In spite of the weight, we know that at a minimum, the reason why women live so much longer than men in the present, but not previously, has to have to do with the fact that a number of key non-biological factors have changed. What are these new factors? Some are well known and relatively straightforward, like the fact that men smoke more often. Others are more complicated. For example, there is evidence that in rich countries the female advantage increased in part because infectious diseases used to affect women disproportionately a century ago, so advances in medicine that reduced the long-term health burden from infectious diseases, especially for survivors, ended up raising women’s longevity disproportionately.
Everywhere in the world women tend to live longer than men
The first chart below shows life expectancy at birth for men and women. As you can see, all countries are above the diagonal line of parity – this means that in all countries a newborn girl can expect to live longer than a new boy.1
This chart illustrates that, although women have an advantage in all countries, the differences across countries are often significant. In Russia, women live for 10 years longer than males. In Bhutan the difference is only half a year.
In rich countries the women’s advantage in longevity was smaller
Let’s look at how the gender advantage in longevity has changed with time. The next chart plots male and female life expectancies when they were born in the US during the time period between 1790 and 2014. Two points stand out.

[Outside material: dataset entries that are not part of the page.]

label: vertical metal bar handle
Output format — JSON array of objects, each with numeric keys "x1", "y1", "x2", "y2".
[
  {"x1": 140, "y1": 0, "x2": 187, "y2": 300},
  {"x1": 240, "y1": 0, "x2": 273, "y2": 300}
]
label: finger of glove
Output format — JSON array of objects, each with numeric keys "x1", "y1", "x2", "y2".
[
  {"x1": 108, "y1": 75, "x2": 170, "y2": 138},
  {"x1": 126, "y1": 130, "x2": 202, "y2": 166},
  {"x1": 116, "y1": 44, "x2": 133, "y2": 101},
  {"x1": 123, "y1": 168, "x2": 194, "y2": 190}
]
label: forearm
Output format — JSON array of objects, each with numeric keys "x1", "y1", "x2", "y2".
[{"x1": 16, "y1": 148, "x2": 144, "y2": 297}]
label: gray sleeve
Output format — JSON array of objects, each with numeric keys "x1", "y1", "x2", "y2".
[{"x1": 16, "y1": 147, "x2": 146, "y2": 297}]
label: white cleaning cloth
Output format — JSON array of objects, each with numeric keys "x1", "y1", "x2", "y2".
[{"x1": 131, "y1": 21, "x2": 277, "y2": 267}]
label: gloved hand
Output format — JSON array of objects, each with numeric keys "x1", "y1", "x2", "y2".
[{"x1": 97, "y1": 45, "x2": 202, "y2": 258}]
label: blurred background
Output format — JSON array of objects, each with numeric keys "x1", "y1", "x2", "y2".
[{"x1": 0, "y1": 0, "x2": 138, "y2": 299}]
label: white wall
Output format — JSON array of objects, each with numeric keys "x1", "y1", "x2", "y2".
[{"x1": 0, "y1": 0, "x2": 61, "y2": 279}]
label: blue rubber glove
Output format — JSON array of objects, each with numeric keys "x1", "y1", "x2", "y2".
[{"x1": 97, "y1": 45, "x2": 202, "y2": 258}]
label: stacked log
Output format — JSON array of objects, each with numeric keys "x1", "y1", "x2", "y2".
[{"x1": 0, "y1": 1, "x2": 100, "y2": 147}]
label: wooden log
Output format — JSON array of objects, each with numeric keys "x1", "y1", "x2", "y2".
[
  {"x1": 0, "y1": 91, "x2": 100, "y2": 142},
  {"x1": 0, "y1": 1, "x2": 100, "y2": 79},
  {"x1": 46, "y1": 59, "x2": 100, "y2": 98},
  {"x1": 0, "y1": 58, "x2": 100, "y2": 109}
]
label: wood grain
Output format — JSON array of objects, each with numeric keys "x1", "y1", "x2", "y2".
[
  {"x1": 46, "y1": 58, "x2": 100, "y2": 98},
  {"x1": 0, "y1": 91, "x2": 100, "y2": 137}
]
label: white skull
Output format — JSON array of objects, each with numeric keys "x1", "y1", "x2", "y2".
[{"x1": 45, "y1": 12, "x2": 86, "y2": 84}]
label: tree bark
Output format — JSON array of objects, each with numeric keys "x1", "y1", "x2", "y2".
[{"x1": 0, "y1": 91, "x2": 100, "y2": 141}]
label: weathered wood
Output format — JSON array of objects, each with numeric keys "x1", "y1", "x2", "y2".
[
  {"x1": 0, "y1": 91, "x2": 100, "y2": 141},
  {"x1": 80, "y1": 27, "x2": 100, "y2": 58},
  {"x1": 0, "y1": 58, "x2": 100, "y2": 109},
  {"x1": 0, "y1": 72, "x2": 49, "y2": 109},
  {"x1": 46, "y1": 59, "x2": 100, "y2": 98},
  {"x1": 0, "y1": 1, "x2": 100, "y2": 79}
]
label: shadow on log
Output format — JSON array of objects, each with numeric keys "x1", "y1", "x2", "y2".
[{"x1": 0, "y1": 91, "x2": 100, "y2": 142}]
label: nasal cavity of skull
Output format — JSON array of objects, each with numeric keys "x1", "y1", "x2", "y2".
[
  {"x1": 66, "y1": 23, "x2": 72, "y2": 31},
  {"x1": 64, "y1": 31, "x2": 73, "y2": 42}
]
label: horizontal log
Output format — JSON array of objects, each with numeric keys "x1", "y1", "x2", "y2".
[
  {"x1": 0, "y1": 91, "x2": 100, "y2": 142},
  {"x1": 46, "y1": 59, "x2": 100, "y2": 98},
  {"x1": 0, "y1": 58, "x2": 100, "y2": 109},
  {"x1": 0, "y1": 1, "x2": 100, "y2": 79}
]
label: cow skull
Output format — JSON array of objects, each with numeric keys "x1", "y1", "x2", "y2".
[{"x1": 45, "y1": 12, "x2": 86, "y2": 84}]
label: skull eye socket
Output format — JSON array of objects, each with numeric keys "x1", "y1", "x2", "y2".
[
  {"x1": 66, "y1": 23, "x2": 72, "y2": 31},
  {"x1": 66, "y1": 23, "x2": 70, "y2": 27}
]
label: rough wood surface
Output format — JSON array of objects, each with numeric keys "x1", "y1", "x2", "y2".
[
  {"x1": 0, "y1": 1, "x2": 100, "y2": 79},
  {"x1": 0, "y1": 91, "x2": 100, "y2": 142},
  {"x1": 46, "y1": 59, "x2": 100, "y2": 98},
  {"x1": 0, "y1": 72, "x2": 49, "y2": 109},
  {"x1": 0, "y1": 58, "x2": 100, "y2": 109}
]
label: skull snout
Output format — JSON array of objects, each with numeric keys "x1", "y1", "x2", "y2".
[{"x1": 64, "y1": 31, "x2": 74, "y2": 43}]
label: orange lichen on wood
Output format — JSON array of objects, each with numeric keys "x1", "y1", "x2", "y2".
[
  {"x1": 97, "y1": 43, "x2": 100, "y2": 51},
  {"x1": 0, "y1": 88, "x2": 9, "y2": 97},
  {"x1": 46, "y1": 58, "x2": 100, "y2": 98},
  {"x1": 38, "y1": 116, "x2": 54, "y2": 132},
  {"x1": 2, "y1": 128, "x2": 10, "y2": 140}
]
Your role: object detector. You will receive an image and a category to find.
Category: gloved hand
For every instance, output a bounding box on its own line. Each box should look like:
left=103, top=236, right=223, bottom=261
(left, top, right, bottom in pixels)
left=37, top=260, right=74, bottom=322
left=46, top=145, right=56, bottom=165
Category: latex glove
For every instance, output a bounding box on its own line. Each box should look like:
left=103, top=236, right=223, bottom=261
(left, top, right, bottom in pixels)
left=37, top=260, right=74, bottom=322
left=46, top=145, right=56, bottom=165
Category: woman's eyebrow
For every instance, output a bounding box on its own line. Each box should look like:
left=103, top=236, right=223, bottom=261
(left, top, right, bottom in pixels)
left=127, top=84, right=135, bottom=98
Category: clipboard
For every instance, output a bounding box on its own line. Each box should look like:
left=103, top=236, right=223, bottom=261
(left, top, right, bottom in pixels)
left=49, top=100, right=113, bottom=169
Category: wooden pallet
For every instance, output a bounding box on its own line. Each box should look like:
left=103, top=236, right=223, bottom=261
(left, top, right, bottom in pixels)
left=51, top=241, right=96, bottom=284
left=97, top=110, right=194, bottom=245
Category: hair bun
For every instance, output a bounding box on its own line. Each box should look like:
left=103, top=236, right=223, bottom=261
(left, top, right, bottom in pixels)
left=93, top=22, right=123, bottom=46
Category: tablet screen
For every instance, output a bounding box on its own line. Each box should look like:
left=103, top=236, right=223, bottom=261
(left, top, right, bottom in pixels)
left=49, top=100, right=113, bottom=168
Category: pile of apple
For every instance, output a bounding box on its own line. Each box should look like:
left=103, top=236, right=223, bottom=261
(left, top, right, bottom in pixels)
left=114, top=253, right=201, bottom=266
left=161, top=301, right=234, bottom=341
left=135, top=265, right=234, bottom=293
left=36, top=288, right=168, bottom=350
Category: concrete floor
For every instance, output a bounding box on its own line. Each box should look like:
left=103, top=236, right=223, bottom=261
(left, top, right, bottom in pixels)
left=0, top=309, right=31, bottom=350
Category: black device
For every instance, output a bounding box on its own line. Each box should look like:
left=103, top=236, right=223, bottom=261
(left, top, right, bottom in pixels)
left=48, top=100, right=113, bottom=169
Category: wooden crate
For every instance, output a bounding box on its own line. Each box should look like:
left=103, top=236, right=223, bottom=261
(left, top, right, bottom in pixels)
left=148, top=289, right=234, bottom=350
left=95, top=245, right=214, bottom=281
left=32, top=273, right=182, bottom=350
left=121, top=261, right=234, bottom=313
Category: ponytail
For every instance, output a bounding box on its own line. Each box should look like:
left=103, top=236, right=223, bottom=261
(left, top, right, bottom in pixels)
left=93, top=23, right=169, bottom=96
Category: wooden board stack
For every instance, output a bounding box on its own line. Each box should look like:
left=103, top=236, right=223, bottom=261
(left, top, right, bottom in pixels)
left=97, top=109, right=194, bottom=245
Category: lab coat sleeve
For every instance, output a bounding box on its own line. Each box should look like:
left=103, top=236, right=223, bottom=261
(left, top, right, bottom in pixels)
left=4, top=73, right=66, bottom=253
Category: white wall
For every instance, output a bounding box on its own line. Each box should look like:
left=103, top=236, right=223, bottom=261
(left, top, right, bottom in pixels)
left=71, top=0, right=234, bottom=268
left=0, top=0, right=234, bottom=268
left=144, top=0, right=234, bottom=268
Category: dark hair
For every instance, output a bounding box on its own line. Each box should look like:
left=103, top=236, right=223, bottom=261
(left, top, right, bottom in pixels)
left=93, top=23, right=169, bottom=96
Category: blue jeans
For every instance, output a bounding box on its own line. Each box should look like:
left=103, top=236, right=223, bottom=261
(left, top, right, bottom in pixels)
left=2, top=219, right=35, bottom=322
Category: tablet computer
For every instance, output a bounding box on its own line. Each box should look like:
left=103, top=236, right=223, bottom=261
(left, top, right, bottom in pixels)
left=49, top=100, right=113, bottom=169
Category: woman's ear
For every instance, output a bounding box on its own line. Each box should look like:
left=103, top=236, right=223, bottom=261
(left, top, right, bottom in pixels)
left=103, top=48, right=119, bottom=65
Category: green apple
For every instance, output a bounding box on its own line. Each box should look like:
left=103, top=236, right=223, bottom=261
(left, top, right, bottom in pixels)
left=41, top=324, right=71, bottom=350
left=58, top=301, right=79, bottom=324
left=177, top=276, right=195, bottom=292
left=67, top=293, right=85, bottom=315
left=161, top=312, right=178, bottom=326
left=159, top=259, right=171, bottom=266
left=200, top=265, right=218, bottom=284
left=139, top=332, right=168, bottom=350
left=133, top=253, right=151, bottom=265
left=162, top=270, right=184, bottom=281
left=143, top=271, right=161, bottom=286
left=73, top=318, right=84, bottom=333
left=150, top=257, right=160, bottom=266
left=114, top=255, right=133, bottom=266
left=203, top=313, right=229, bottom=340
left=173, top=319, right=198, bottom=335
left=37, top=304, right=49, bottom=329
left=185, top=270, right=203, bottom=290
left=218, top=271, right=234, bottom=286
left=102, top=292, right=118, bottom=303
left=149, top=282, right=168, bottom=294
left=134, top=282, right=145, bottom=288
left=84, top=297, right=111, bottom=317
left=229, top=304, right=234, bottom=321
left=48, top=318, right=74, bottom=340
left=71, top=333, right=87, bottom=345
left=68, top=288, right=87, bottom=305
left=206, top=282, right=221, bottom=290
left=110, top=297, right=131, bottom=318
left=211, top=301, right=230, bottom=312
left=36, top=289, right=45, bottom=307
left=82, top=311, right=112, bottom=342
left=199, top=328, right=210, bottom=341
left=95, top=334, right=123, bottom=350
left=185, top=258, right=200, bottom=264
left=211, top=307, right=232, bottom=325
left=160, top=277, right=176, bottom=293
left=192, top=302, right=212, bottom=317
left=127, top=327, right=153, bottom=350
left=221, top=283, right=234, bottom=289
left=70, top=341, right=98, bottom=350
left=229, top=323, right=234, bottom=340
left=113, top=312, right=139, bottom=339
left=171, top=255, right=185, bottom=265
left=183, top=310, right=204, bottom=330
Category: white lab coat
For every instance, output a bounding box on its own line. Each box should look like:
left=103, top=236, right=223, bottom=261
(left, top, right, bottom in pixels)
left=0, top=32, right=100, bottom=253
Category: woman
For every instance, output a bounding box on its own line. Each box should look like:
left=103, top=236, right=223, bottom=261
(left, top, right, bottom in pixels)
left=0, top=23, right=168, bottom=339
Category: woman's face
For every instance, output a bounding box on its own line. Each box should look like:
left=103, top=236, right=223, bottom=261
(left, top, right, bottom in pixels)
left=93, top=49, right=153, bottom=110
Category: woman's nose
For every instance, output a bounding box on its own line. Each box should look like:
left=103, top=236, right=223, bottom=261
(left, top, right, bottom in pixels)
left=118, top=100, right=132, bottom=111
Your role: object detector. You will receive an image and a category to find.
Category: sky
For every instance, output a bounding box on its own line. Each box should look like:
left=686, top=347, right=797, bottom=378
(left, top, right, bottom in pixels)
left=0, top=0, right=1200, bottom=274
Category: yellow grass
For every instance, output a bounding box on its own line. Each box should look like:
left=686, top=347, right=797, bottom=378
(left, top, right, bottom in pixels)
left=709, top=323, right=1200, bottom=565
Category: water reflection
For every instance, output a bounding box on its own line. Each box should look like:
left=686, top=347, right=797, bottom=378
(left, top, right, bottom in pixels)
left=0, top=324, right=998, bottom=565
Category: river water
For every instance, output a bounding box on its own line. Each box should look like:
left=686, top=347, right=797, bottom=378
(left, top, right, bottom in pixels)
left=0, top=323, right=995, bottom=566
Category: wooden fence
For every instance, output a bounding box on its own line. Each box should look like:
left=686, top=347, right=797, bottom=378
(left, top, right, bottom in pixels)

The first is that there is an upward trend: Men and women in the US have a much longer life span longer than they did 100 years ago. This is in line with historical increases in life expectancy everywhere in the world.
Second, the gap is growing: Although the advantage of women in life expectancy was once very small however, it has grown significantly over time.
Using the option ‘Change country in the chart, confirm that the two points also apply to the other countries with available data: Sweden, France and كيفية إقامة علاقة بالصور the UK.